En Hongrie, la victoire électorale écrasante remportée le 8 avril dernier par Victor Orbán a permis à ce dernier de renforcer sa majorité au pouvoir, avec 134 sièges sur les 199 que compte le parlement hongrois, et de conforter sa politique musclée d'exclusion des immigrants illégaux provenant surtout du Moyen-Orient. Ce succès rend plus criant encore cette nouvelle réalité qui concerne toute l'Europe et l'Australie à savoir l'apparition d'un nouveau type de parti qui perturbe le jeu politique et provoque des débats passionnés.
À titre d'exemples de ce phénomène, on notera les trois autres membres du Groupe de Visegrád (Pologne, République tchèque et Slovaquie) ainsi que le gouvernement autrichien en place depuis quelques mois.
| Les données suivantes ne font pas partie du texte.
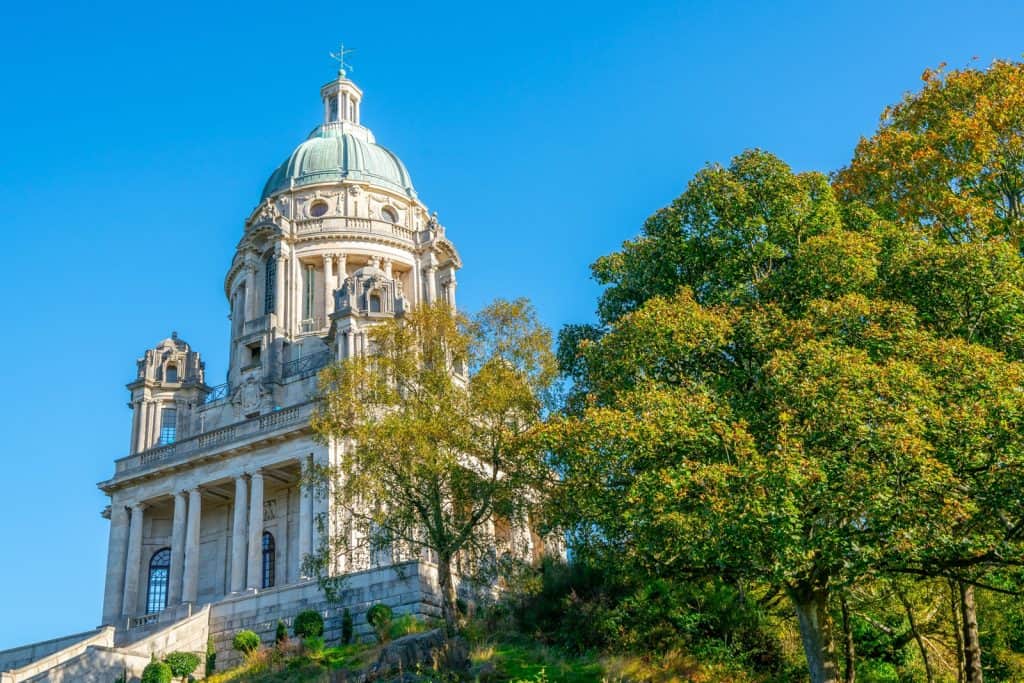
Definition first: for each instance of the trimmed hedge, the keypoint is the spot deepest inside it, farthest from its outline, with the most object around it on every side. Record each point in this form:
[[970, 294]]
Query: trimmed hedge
[[308, 624], [246, 642]]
Aux Pays-Bas, le leader du Parti de la Liberté, Geert Wilders, imagine l'Europe en train d'emboîter le pas au groupe de Visegrád : « En Europe orientale, les partis opposés à l'islamisation et à l'immigration de masse connaissent un soutien populaire grandissant. La résistance augmente en Occident également. »
En France, le Front national s'est hissé à la deuxième place lors de l'élection présidentielle de l'année dernière. En Italie, la situation confuse pourrait entraîner la formation d'un gouvernement semblable à celui d'Orbán alors qu'en Australie, les conservateurs de Cory Bernardi et le parti One Nation de Pauline Hanson ont imprimé leur marque sur la scène politique du pays. Ainsi, pas moins de vingt pays ont vu l'apparition soudaine de partis de cette mouvance devenue une force politique importante.
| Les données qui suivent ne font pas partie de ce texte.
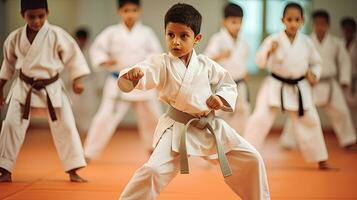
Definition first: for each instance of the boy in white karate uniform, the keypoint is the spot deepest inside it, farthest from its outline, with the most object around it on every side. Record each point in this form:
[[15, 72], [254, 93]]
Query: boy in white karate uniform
[[231, 51], [328, 93], [348, 26], [40, 51], [194, 87], [294, 64], [117, 47]]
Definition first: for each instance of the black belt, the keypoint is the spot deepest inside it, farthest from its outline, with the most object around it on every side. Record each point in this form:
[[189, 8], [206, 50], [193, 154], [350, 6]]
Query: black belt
[[38, 85], [290, 82], [239, 81]]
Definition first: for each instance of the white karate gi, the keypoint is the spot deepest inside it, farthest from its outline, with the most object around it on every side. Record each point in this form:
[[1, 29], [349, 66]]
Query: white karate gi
[[236, 65], [187, 89], [128, 48], [51, 51], [291, 60], [328, 93], [352, 97]]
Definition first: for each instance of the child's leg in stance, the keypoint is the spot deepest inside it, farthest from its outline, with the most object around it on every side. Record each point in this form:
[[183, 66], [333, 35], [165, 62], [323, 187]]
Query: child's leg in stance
[[148, 181], [67, 141], [148, 113], [308, 133], [11, 139], [249, 179]]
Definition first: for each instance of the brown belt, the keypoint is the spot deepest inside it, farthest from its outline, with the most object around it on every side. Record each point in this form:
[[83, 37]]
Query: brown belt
[[200, 123], [38, 85]]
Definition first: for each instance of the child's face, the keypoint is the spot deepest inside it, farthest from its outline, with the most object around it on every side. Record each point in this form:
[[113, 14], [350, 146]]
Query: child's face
[[129, 13], [292, 20], [320, 26], [180, 39], [233, 24], [35, 18]]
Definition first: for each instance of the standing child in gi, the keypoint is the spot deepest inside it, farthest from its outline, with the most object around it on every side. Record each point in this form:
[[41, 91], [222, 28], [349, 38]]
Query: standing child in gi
[[194, 87], [294, 64], [231, 51], [117, 47], [328, 93], [348, 26], [40, 51]]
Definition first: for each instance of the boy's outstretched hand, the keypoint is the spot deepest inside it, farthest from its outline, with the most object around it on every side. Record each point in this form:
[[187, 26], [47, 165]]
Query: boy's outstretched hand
[[77, 86], [214, 102], [134, 74]]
Résultats (en pourcentages de sièges au parlement) obtenus par les partis civilisationistes lors d'élections générales en Europe. |
Se pose d'emblée un problème : celui de l'appellation correcte à donner à ces partis. Les média les qualifient trop facilement de partis d'extrême-droite et négligent de voir leurs nombreuses idées de gauche notamment sur le plan socio-économique. Les appeler nationalistes est une erreur puisqu'ils ne lancent pas d'appels aux armes ni n'émettent de revendications à l'encontre de pays voisins. Le terme populiste passe à côté de l'essentiel puisque pas mal de partis populistes comme La France insoumise poursuivent des politiques presque diamétralement opposées.
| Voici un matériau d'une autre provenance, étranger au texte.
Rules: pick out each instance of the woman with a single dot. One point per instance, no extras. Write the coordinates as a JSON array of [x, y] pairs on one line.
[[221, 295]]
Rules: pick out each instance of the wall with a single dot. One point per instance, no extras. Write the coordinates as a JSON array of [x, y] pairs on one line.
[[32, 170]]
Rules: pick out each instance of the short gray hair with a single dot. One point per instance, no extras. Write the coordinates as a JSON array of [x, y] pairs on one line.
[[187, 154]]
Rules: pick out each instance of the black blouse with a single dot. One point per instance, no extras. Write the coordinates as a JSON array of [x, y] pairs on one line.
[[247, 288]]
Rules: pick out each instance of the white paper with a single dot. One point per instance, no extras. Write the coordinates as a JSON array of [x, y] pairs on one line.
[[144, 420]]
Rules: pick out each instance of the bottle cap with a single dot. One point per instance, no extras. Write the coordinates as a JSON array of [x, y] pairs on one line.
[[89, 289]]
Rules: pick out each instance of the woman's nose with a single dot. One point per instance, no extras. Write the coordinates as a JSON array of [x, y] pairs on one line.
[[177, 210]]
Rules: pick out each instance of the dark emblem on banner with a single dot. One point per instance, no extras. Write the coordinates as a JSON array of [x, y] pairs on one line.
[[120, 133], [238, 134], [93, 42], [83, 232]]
Pour les définir correctement, il faut plutôt cerner les principaux éléments qu'ils ont en commun à savoir, le rejet de l'arrivée massive d'immigrés et plus particulièrement d'immigrés musulmans. Certes les immigrés non-musulmans, notamment ceux venus d'Afrique, génèrent également des tensions mais il n'y a que parmi les musulmans qu'on trouve un programme, de type islamiste, visant à remplacer la civilisation occidentale par un mode de vie radicalement différent. À l'inverse, ces partis sont traditionalistes et de tendance pro-chrétienne, pro-européenne et pro-occidentale : ils sont donc civilisationistes. Par ailleurs, cette définition présente l'avantage d'exclure de ce groupe des partis comme l'Aube dorée, mouvement néonazi grec, qui fustige la civilisation occidentale traditionnelle.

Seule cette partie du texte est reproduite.